Bill rise. "Che ti ha fatto di tanto tremendo quel ragazzino?" domandò, mentre entravano ai Tre Manici di Scopa, grati di sottrarsi al gelo.

Charlie scrollò le spalle con aria non curante. "Ma nulla: Oliver è a posto. Credo che il mio errore sia stato prenderlo in squadra come Portiere…".

"Perché? Non è bravo?".

"No, no, anzi: ha la stoffa per diventare un giocatore professionista… Ma è quasi ossessionato dal Quidditch: da quando è cominciato il campionato, non mi ha lasciato in pace un momento, ha elaborato certi schemi di gioco che ci vorrebbe un veggente per capirci qualcosa… Poi, figurati, alla sua prima partita, un Bolide l’ha spedito nel mondo dei sogni dopo i primi cinque minuti: ha passato giorni a darsi dell’incapace, dell’inetto, eccetera, malgrado avessimo vinto…".

"In altre parole, ti darà il tormento fino alla fine dell’anno, giusto?" riassunse in breve Bill, mentre individuavano un tavolo vuoto e lo occupavano in fretta: a quell’ora, il pub era un autentico caos e i tavoli liberi non restavano mai tali molto a lungo.

Charlie si strinse nelle spalle. "Te l’ho detto: dovrebbe solo darsi una calmata, per il resto non è male. Ce ne sono di peggiori, tipo i TUOI fratelli minori".

Bill ridacchiò. Non aveva certo bisogno di chiedere per sapere a chi Charlie si stesse riferendo. "Ci tengo a specificare che sono anche fratelli tuoi: cosa hanno fatto ancora le due piccole canaglie?".

"Vivono: non ti pare sufficiente?" sbuffò Charlie, suscitando l’ilarità del fratello maggiore. "Fred e George sono capaci di far danni semplicemente respirando: basta la loro presenza…".

"Oh andiamo, non sono così male…".

"Non lo diresti se li avessi tra i piedi tutti i santi giorni a tutte le sante ore: io e Percy stiamo facendo a gara a chi sclererà per primo…".

"Li hai presi tu come Battitori, no? Come dice il proverbio ‘Hai voluto la bicicletta, ora pedala’!".

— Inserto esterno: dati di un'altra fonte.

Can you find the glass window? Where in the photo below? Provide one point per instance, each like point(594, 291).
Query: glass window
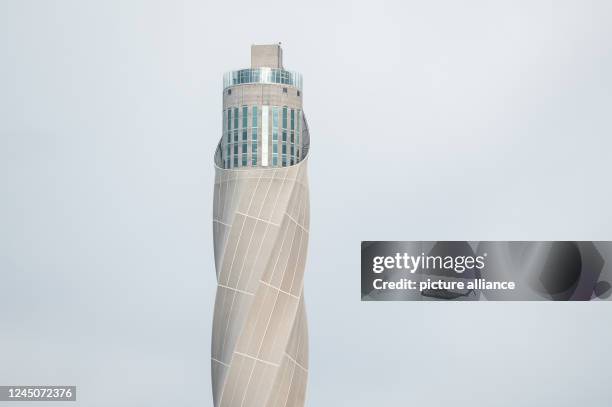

"Oh, non è solo il Quidditch" affermò convinto Charlie. "Hai presente com’erano l’anno scorso, no? Ecco, moltiplicalo all’ennesima potenza…".

"Hanno dodici anni" protestò Bill, incredulo. "Non ci credo che nemmeno la McGranitt riesce a tenerli a freno!".

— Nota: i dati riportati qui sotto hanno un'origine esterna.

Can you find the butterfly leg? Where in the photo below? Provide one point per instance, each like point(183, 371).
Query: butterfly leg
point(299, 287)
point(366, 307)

"Te lo giuro! Io non so come fanno, ma sembra abbiano il dono dell’ubiquità, dell’invisibilità o che so io: un minuto prima se ne stanno buoni, buoni a fare colazione in Sala Grande e quello dopo infilano Mrs. Purr in un gabinetto del terzo piano!".

Bill scoppiò a ridere suo malgrado: a volte quasi si dimenticava con chi aveva a che fare. "Sono Fred e George" fu l’unico commento che riuscì a fare.

"Già… L’unica consolazione è che dall’anno prossimo, non saranno più un mio problema…".

"Se ci arrivi, all’anno prossimo" ridacchiò Bill, guadagnandosi un gestaccio da parte di Charlie.

In quel momento comparve Madama Rosmerta, con un sorriso a trentadue denti. "Oh, oh, i miei due Weasley preferiti: ritorno alle origine, Bill?".

"Mi mancava la tua cucina" scherzò Bill. "Due Burrobirre…".

"… e il piatto del giorno per entrambi" completò Charlie.

Rosmerta prese nota e sparì, tornando pochi minuti dopo con le bevande.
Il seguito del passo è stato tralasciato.